Continuity of Composite Function - Practice Questions & MCQ

Continuity of Composite Function 

If the function $f(x)$ is continuous at the point $x=a$ and the function $y=g(x)$ is continuous at the point $x=f(a)$, then the composite function $y=(g \circ f)(x)=g(f(x))$ is continuous at the point $x=a$.

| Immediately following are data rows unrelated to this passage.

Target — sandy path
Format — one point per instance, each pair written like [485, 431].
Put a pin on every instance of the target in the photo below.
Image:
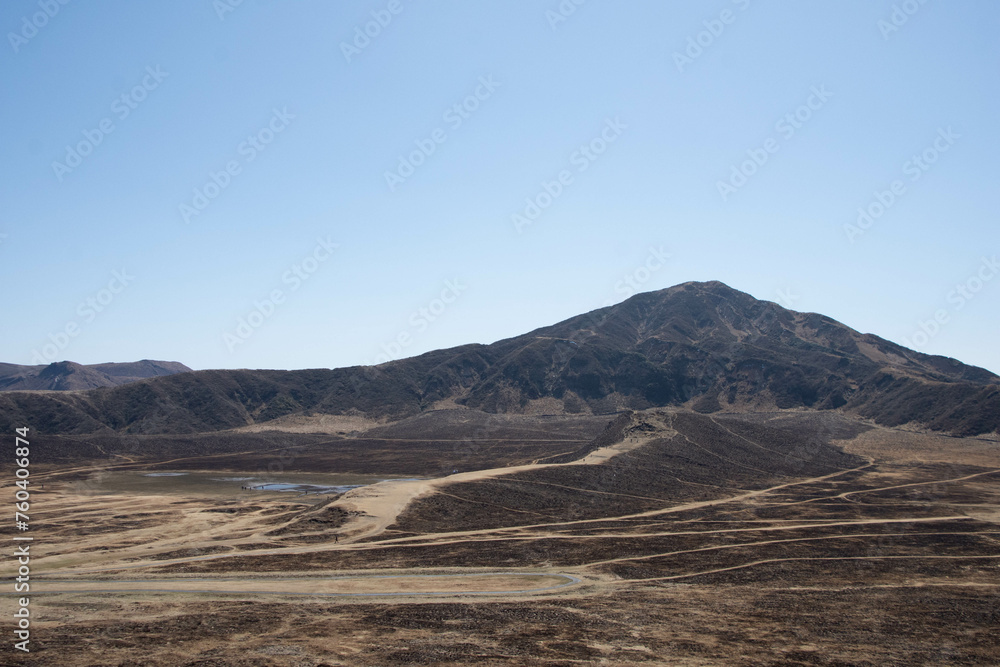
[370, 585]
[816, 558]
[380, 504]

Consider the function $f(x)=\frac{1}{1-x}$, which is discontinuous at $x=1$ If $g(x)=f(f(x))$
$g(x)$ will not be defined when $f(x)$ is not defined, so $g(x)$ is discontinuous at $x=1$
Also $g(x)=f(f(x))$ is discontinuous when $f(x)=1$
i.e. $\frac{1}{1-x}=1 \Rightarrow x=0$

We ca check it by finding $g(x), \quad g(x)=\frac{1}{1-f(x)}=\frac{1}{1-\frac{1}{1-x}}=\frac{x-1}{x}$
It is discontinuous at $\mathrm{x}=0$
So, $g(x)=f(f(x))$ is discontinuous at $x=0$ and $x=1$

Now consider,

$
\begin{aligned}
\mathrm{h}(\mathrm{x})=\mathrm{f}(\mathrm{f}(\mathrm{f}(\mathrm{x}))) & =\mathrm{f}\left(\frac{\mathrm{x}-1}{\mathrm{x}}\right) \\
& =\frac{1}{1-\frac{\mathrm{x}-1}{\mathrm{x}}}=\mathrm{x}
\end{aligned}
$

seems to be continuous, but it is discontinuous at $x=1$ and $x=0$ where $f(x)$ and $f(f(x))$ respectively are not defined.